Distrust and hope characterise innovation collaborations
Different views and values within an organisation can complicate collaborations with other organisations. However, leaders who are prepared for this may be more successful in navigating their way through the storm unscathed. This is discussed in a newly published article by researcher Anna Brattström in the prestigious Academy of Management Journal.
Hope and despair. These feelings characterised the long-term collaboration project between two different multinational companies studied by researcher Anna Brattström from the School of Economics and Management at Lund University. Now she is presenting the results in two research articles.
“When all is said and done, collaboration is about trust. It is vital for getting the projects and processes to work. However, we often see trust come to nothing and collaborations full of conflicts. How can these situations be solved and managed?” asks Anna Brattström, researcher specialising in innovation and entrepreneurship.
Anna Brattström and her research colleagues have not focused only on the collaboration difficulties between organisations, but also within the individual organisations, something that is quite unusual.
“We have seen that within an organisation there is not just one, but several political systems, several different agendas. It may sound irrational, but organisations consist of people with different feelings and goals and that is the result,” she says.

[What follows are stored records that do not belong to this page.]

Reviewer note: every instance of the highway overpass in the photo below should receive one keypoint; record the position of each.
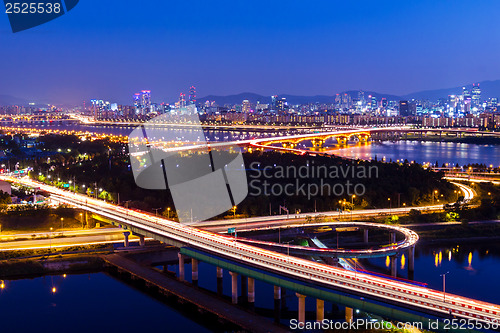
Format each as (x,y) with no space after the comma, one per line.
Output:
(313,277)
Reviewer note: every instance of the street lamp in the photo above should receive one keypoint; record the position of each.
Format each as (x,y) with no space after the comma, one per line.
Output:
(50,240)
(352,202)
(444,285)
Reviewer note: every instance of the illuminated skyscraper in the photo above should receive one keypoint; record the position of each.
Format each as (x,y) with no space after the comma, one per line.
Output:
(404,108)
(182,100)
(142,102)
(476,96)
(245,106)
(192,95)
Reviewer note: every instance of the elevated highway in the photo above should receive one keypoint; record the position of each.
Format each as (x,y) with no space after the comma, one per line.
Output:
(314,275)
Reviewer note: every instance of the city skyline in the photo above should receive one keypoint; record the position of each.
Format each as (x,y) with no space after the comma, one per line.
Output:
(388,47)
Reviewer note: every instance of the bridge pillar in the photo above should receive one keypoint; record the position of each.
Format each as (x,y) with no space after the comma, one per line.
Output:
(220,283)
(181,266)
(125,241)
(277,304)
(393,237)
(234,287)
(251,290)
(411,259)
(349,314)
(194,270)
(244,288)
(277,292)
(320,310)
(302,307)
(220,272)
(394,265)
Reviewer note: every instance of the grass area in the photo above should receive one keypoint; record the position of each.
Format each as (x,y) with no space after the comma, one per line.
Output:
(444,138)
(39,267)
(39,220)
(9,255)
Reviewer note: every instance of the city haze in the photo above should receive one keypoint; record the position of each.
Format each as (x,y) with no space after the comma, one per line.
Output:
(111,50)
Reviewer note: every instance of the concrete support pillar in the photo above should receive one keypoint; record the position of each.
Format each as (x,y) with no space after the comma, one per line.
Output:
(411,259)
(244,288)
(320,310)
(125,241)
(220,273)
(302,308)
(181,266)
(277,304)
(394,266)
(277,292)
(194,269)
(220,282)
(251,290)
(234,287)
(349,314)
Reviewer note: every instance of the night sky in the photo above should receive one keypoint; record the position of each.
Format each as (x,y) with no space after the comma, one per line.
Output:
(109,49)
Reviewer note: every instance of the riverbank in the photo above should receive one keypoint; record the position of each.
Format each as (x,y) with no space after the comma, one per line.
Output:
(32,268)
(479,140)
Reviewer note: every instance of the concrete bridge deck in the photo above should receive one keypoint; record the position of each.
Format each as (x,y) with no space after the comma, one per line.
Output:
(227,311)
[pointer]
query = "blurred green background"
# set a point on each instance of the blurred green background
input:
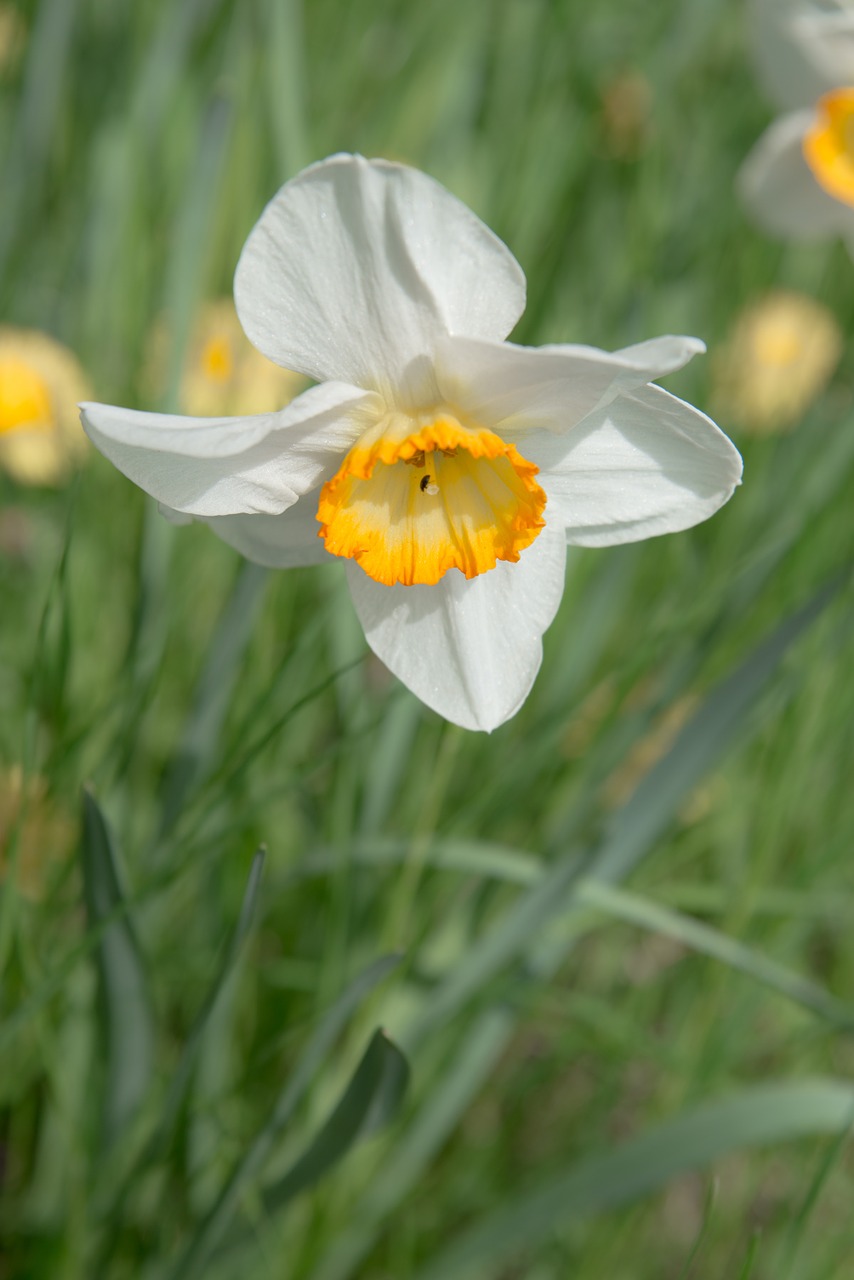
(624, 977)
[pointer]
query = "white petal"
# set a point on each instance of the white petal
(827, 41)
(790, 65)
(779, 188)
(357, 266)
(279, 542)
(516, 389)
(469, 649)
(645, 465)
(231, 465)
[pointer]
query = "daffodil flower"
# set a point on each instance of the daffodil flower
(798, 182)
(446, 467)
(40, 382)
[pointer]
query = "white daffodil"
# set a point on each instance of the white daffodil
(798, 181)
(446, 467)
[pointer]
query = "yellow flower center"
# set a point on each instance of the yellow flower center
(779, 344)
(414, 499)
(217, 360)
(24, 400)
(829, 146)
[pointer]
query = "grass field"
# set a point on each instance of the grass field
(608, 945)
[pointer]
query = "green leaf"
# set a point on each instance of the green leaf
(218, 1220)
(752, 1118)
(123, 990)
(181, 1080)
(708, 941)
(370, 1100)
(435, 1120)
(213, 691)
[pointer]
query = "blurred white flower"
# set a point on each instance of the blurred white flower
(448, 469)
(776, 361)
(223, 371)
(798, 181)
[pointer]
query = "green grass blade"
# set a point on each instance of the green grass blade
(704, 740)
(699, 745)
(126, 1008)
(213, 691)
(370, 1100)
(634, 909)
(159, 1141)
(467, 856)
(218, 1220)
(183, 1074)
(754, 1116)
(435, 1120)
(489, 954)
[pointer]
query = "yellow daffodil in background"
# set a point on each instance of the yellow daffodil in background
(776, 361)
(13, 36)
(446, 467)
(223, 371)
(41, 384)
(799, 178)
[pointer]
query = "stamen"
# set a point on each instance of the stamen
(371, 511)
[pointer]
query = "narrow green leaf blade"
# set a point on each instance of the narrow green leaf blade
(213, 691)
(370, 1100)
(218, 1220)
(126, 1008)
(752, 1118)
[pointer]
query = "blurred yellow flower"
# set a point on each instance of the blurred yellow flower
(41, 383)
(45, 836)
(777, 360)
(626, 115)
(224, 374)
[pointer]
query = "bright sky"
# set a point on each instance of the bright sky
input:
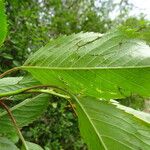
(141, 6)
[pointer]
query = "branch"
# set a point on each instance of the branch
(15, 124)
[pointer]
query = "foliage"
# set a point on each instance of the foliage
(3, 23)
(57, 128)
(112, 63)
(113, 71)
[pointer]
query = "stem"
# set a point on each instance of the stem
(15, 124)
(9, 71)
(26, 89)
(54, 93)
(48, 91)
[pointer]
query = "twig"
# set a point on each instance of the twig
(15, 124)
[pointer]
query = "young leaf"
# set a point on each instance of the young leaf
(6, 144)
(3, 22)
(108, 66)
(109, 126)
(24, 113)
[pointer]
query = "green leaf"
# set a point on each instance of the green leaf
(108, 66)
(10, 85)
(3, 23)
(24, 113)
(6, 144)
(32, 146)
(110, 126)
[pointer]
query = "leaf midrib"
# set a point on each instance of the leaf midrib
(84, 68)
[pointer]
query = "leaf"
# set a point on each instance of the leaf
(24, 113)
(110, 126)
(13, 84)
(32, 146)
(3, 23)
(6, 144)
(108, 66)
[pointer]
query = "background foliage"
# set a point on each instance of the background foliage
(32, 24)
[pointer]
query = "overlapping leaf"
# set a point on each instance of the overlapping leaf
(6, 144)
(10, 85)
(108, 66)
(110, 126)
(3, 23)
(24, 113)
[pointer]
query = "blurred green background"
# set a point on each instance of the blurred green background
(32, 23)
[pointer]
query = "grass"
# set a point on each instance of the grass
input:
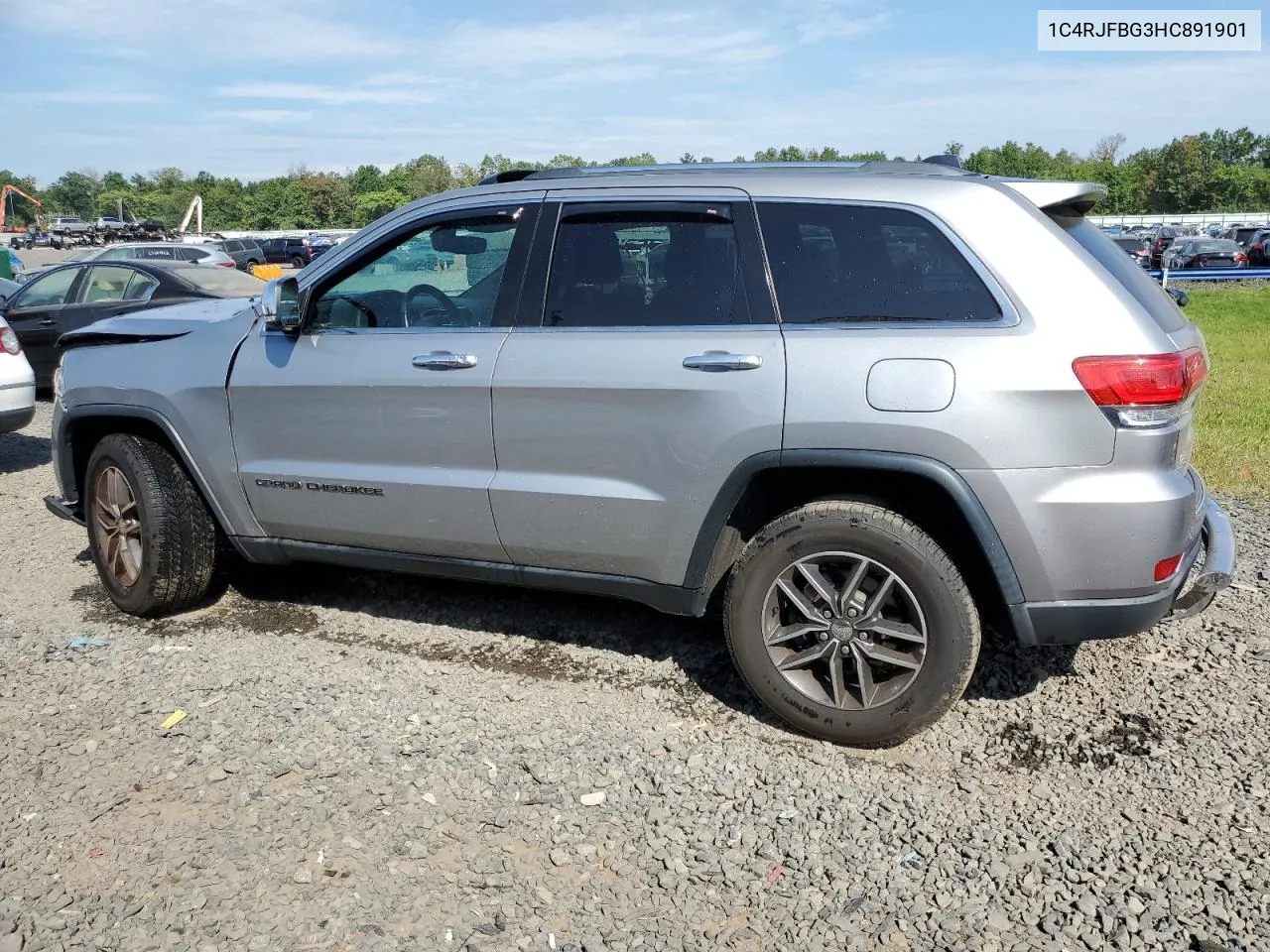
(1232, 440)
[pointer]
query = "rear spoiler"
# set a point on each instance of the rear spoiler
(1080, 197)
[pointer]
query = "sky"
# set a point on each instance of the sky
(253, 87)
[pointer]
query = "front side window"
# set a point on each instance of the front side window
(444, 276)
(107, 284)
(839, 263)
(645, 267)
(48, 291)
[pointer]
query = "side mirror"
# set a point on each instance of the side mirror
(280, 304)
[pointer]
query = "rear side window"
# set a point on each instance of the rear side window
(1137, 282)
(841, 263)
(645, 267)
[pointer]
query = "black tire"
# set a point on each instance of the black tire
(180, 539)
(906, 551)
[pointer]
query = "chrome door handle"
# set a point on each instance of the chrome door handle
(721, 361)
(444, 361)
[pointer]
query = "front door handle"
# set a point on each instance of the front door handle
(444, 361)
(719, 361)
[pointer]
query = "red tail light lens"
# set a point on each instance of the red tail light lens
(1159, 381)
(1165, 567)
(9, 341)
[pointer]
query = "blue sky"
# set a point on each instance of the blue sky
(252, 87)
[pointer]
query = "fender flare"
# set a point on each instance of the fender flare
(940, 474)
(87, 412)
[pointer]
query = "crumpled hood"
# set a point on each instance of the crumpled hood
(163, 322)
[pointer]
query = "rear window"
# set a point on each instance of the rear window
(221, 282)
(1123, 268)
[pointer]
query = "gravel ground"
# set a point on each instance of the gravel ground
(373, 762)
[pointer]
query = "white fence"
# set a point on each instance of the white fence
(1201, 218)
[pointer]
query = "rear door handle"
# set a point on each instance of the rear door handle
(444, 361)
(717, 361)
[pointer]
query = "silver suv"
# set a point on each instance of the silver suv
(866, 409)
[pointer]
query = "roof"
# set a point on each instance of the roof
(934, 166)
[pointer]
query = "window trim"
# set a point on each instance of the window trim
(531, 307)
(513, 272)
(1010, 315)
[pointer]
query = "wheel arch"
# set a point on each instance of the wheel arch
(922, 489)
(82, 428)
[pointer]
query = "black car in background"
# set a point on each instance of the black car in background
(1162, 239)
(1259, 249)
(295, 252)
(1138, 249)
(1206, 253)
(245, 253)
(72, 296)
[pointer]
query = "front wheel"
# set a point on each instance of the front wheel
(851, 624)
(154, 542)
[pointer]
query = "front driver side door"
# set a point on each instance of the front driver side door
(371, 428)
(35, 313)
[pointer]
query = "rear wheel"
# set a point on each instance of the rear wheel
(154, 542)
(851, 624)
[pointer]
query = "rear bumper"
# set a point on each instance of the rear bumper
(1075, 621)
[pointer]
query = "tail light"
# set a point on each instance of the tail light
(1143, 391)
(9, 341)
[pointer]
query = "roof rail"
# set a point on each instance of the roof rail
(507, 176)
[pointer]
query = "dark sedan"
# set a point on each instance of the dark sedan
(72, 296)
(1206, 253)
(1138, 249)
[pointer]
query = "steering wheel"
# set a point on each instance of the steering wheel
(454, 317)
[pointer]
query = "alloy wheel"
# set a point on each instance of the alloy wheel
(843, 630)
(117, 526)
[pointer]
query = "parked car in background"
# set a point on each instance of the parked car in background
(1138, 249)
(290, 250)
(109, 225)
(17, 379)
(1241, 232)
(790, 419)
(1160, 241)
(1206, 253)
(71, 296)
(246, 253)
(1259, 249)
(164, 252)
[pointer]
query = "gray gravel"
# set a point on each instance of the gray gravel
(375, 762)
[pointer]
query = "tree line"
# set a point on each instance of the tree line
(1209, 172)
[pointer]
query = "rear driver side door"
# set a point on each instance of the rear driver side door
(647, 368)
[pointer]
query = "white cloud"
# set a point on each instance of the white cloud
(243, 30)
(329, 95)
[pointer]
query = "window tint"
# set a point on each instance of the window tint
(105, 284)
(857, 263)
(140, 287)
(645, 268)
(50, 290)
(444, 276)
(1135, 281)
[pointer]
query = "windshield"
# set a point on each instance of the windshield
(1121, 267)
(221, 282)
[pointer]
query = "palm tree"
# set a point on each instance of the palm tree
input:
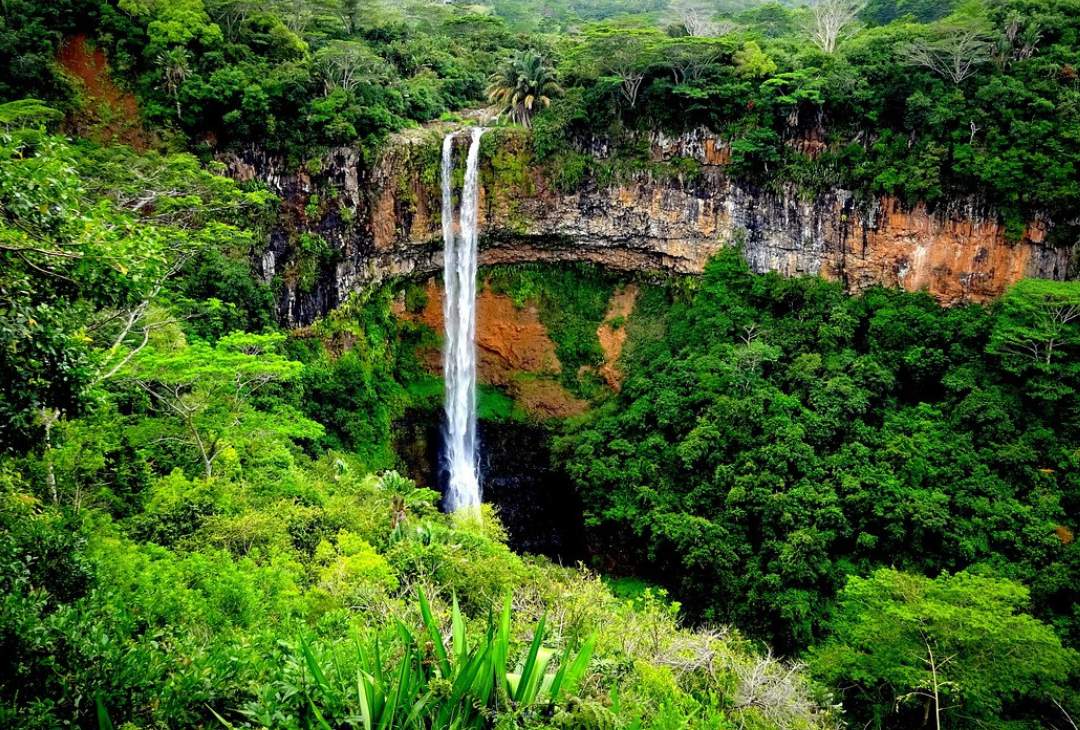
(175, 69)
(523, 85)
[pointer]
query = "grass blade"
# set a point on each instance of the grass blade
(436, 637)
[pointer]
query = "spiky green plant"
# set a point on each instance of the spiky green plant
(523, 85)
(419, 681)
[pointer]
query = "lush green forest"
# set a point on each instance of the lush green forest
(804, 509)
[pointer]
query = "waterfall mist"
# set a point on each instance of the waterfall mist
(459, 311)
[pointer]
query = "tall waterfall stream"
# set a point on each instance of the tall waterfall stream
(459, 311)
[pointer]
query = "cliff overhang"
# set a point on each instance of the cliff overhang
(381, 220)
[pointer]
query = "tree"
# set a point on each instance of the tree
(958, 646)
(175, 69)
(204, 393)
(689, 57)
(523, 85)
(623, 55)
(346, 64)
(697, 18)
(955, 55)
(1037, 334)
(753, 63)
(833, 21)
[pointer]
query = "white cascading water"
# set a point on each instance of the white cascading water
(459, 312)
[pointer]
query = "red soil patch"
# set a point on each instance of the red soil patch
(514, 351)
(612, 334)
(109, 113)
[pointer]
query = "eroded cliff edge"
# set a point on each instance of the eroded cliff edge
(348, 222)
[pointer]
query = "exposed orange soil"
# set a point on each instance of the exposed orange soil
(109, 113)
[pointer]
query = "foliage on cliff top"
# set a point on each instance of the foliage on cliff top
(983, 99)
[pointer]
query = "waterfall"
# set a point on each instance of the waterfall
(459, 312)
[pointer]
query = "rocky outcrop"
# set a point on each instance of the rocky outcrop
(382, 220)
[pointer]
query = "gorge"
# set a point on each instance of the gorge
(540, 364)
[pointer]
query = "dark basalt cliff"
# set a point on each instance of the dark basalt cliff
(382, 220)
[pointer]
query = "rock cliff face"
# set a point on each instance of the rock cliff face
(381, 220)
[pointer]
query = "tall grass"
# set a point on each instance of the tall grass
(422, 679)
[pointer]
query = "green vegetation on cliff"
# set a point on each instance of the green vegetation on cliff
(201, 523)
(775, 436)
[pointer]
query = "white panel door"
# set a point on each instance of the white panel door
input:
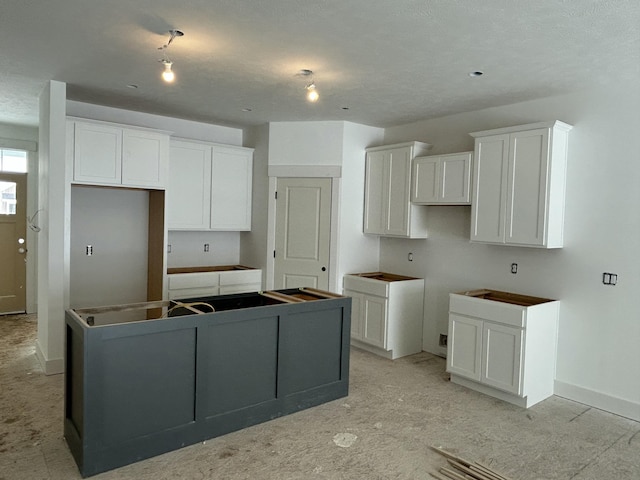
(97, 154)
(303, 232)
(231, 187)
(189, 186)
(397, 193)
(144, 158)
(464, 346)
(373, 197)
(489, 189)
(502, 357)
(526, 193)
(13, 247)
(375, 321)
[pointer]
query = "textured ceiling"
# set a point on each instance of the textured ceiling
(388, 61)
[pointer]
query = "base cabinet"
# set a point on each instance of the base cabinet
(187, 282)
(386, 316)
(503, 349)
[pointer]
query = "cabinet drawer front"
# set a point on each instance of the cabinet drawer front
(193, 280)
(236, 277)
(366, 285)
(498, 312)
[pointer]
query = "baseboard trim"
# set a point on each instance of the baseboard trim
(602, 401)
(52, 366)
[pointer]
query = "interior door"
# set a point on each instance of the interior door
(303, 233)
(13, 247)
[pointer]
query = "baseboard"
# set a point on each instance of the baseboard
(602, 401)
(52, 366)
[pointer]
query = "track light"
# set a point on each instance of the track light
(312, 93)
(167, 74)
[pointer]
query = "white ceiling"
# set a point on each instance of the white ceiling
(388, 61)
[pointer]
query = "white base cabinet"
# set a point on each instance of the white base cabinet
(519, 185)
(209, 187)
(117, 155)
(387, 313)
(188, 282)
(503, 344)
(388, 210)
(442, 179)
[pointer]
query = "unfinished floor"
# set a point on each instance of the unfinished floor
(382, 430)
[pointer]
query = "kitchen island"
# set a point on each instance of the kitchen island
(186, 371)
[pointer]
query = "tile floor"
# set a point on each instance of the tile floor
(395, 411)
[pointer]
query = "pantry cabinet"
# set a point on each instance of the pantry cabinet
(386, 315)
(209, 187)
(442, 179)
(388, 210)
(519, 185)
(116, 155)
(503, 344)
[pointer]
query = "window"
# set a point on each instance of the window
(13, 161)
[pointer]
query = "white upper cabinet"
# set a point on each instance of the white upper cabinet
(209, 187)
(442, 179)
(111, 154)
(387, 209)
(519, 185)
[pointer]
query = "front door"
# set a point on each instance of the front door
(303, 232)
(13, 247)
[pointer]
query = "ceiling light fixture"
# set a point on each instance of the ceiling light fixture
(167, 74)
(312, 92)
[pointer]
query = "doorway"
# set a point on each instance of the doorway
(13, 238)
(302, 233)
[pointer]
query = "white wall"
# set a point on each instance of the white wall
(599, 334)
(26, 138)
(358, 252)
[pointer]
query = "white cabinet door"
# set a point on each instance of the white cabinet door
(455, 171)
(375, 321)
(189, 186)
(442, 179)
(97, 153)
(374, 204)
(397, 192)
(490, 189)
(231, 187)
(526, 187)
(144, 158)
(426, 180)
(502, 357)
(464, 346)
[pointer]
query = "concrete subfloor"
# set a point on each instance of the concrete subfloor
(382, 430)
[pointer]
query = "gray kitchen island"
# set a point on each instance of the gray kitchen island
(176, 373)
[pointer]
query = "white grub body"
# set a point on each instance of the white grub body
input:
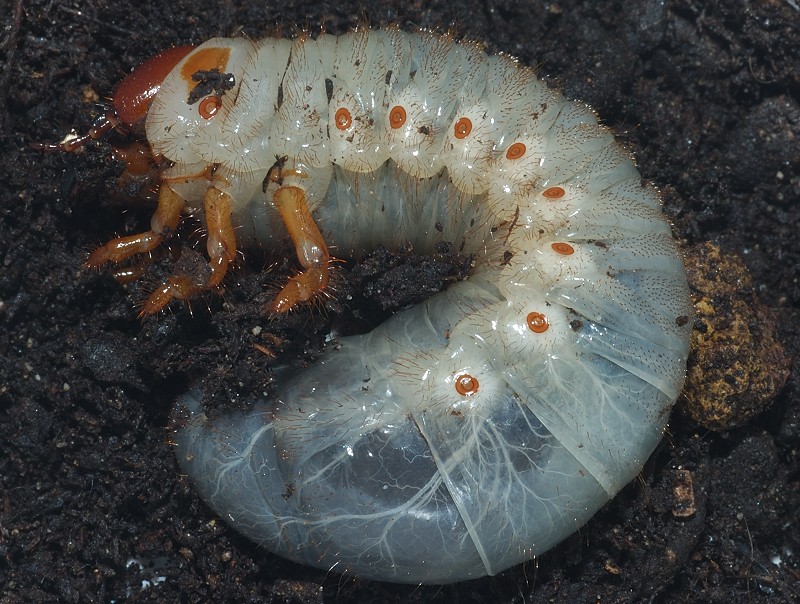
(478, 429)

One of the studies, published in the journal Organization Studies and co-authored with Magnus Mähring from the Stockholm School of Economics and Dries Faems from the WHU – Otto Beisheim School of Management in Germany, found that there may be a successful way to continue with a collaboration.
“Protect those who are not already involved in the conflict. If the conflict is at management level, make sure the staff is not involved. Allow them to continue doing their jobs. It is far too common for everyone to be sat down around a table to sort things out, which may lead to rumours and suspicions spreading unnecessarily”, says Anna Brattström.
In the most recent research article, published in Academy of Management Journal, Anna Brattström and Dries Faems from WHU – Otto Beisheim School of Management, write about the importance of managers understanding that their employees do not always share the same values as they do, or as the management. This may complicate things, for example, when a collaboration between different parties could be positive for an organisation, but less so for the individual employee.
“For an individual, a new collaboration with an external organisation may mean that something they are an expert in is no longer needed. In this case, the individual will hardly share the same position on the collaboration as, for example, the management. Therefore, it is important for leaders to be aware of the personal consequences that a change may entail. Employees who feel under threat may drive a process in an undesired direction for the company,” says Anna Brattström.
In other words: even informal power can have significant consequences, particularly for an organisation that is unaware of the fact that it works like this.
In the study on the multinational companies, Anna Brattström saw senior managers who were hopeful about the potential of the new project. They believed in collaboration in the form of open information exchange and by maximising mutual benefit. However, there was an internal group with a more negative view that regarded the collaboration as a transaction in which the collaboration partner was an opportunistic actor. They acted accordingly.
“The managers continued to be hopeful about the future, at the same time as they were increasingly disappointed with the present. In this case, the project went on for many years, cost lots of money, but still it continued. If we are to understand innovation we need to understand these emotional aspects of working together.”
The researchers were drawn to the subject since the premise was so strange: why invest in projects that become so rife with conflict?
“Now we understand why. Interorganisational relationships are complex. Those involved want it to work, but they do not dare to trust each other entirely. The lack of trust then becomes a breeding ground for conflict,” Anna Brattström says.
“Innovation is a collaborative process. It is not possible to sit in your ivory tower and believe that something is going to happen. The R&D departments work strategically on collaborations with other companies where innovation is the focus and something unique is to be developed. You are dependent on others in that work, at the same time as you want to continue protecting your own secrets. This leads to interesting dilemmas. How do you develop something unique while also collaborating outside the internal organisation?”
Anna Brattström discerns some simple lessons to be learned from the studies for leaders and employees:
“The first step in becoming a good leader or manager is to be aware that there are going to be different views on a collaboration. Collaborative innovation that seems logical in a PowerPoint presentation is not always as logical for those who have to live with the collaboration in their daily work. People have different ways of seeing things. If you wish to gain the support of those who do not think like you, you need to do this early on in a project and allow the process to take time. We have seen that there can be significant consequences later on if you skip this step in the early stages,” she concludes.
The studies are funded by several grants, from VINNOVA and the Jan Wallander foundation among others.